Robert Johnson poem from my 2007 bluechrome Collection The Way We Came

Mastering the Guitar

The mysteries of tablature yield

shape by shape. The strings sing their metal

sentences. None of this is enough.

*

In Clarksdale once, an man

sold his soul for mastery,

to be King of the Blues.

He found a totem place, crossroads.

Take the bone from a cat, black

as a shellacked guitar, black

as the skin of Robert Johnson himself,

the devil’s slave now. Unwrap your guitar.

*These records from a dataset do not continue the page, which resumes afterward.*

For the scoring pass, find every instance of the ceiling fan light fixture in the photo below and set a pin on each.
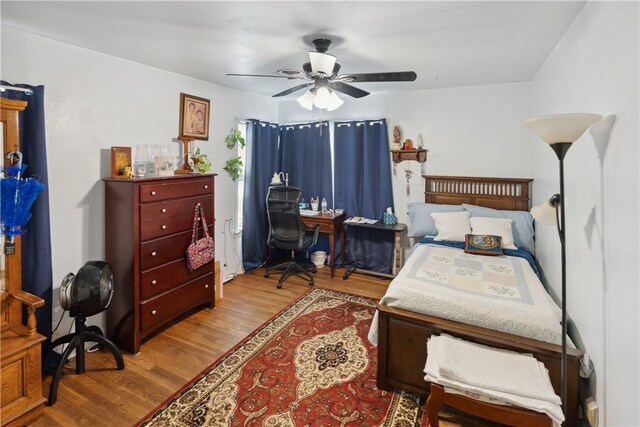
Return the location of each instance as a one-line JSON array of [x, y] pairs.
[[323, 98], [335, 102], [322, 63], [306, 100]]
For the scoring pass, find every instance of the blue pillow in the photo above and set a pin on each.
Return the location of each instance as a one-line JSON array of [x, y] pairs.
[[421, 224], [522, 226]]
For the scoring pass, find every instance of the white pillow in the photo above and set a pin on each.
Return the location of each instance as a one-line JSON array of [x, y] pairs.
[[451, 225], [495, 227]]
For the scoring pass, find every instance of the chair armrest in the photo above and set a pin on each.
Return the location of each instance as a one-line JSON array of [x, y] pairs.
[[28, 299], [32, 302]]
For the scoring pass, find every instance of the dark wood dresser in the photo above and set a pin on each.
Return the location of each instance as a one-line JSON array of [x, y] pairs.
[[148, 229]]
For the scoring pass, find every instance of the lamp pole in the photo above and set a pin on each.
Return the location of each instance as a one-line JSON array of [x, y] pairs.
[[561, 149]]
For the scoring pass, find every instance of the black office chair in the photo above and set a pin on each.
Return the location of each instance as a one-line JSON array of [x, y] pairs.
[[287, 231]]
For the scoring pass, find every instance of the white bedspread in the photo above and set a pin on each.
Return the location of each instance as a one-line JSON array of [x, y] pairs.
[[499, 293]]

Start to play the only way you can.

Keep pickin’. Sense another’s breathing.

Hear the pluck of unseen hands,

press your fingers without cease,

frets stain with blood

blue as the Blues in the ghostly dark.

Let the whites of your eyes show

white as bone, in full moon light,

playing your immortal soul away.

You’re branded now, master.

You can play any tune, embellish

and syncopate like the devil himself.

Go home in morning silence

and astonish your friends. It will be enough.

Any tune you like, remember.

*

Travellers to Clarksdale, where

Highway 61 and Highway 49

cross one another in the night,

find only a bricked-up Laundromat.

Squatters’ rights, on Johnson’s corner,

lye soap to wash away the blues.

Too many poor folk here, the devil’s

long moved on.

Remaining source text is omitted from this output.